Secondo Calamandrei, la scuola rende concreta la democrazia perché permette alle capacità migliori di emergere da ogni ambiente sociale, impedendo che il potere politico, economico e culturale diventi patrimonio ereditario di una casta chiusa. La scuola è quindi il complemento necessario del suffragio universale: votare non basta se i cittadini non possiedono gli strumenti culturali per valutare, scegliere e partecipare.
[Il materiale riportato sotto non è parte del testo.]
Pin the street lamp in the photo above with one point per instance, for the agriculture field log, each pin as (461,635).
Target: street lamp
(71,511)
Calamandrei indicava anche un pericolo più sottile del totalitarismo dichiarato: il progressivo indebolimento della scuola statale, lasciata impoverire fino a perdere autorevolezza e capacità formativa. Non sosteneva l’abolizione delle scuole private, ma riteneva indispensabile che la scuola pubblica rimanesse il punto di riferimento principale, accessibile a tutti e sufficientemente forte da garantire libertà, pluralismo e uguaglianza.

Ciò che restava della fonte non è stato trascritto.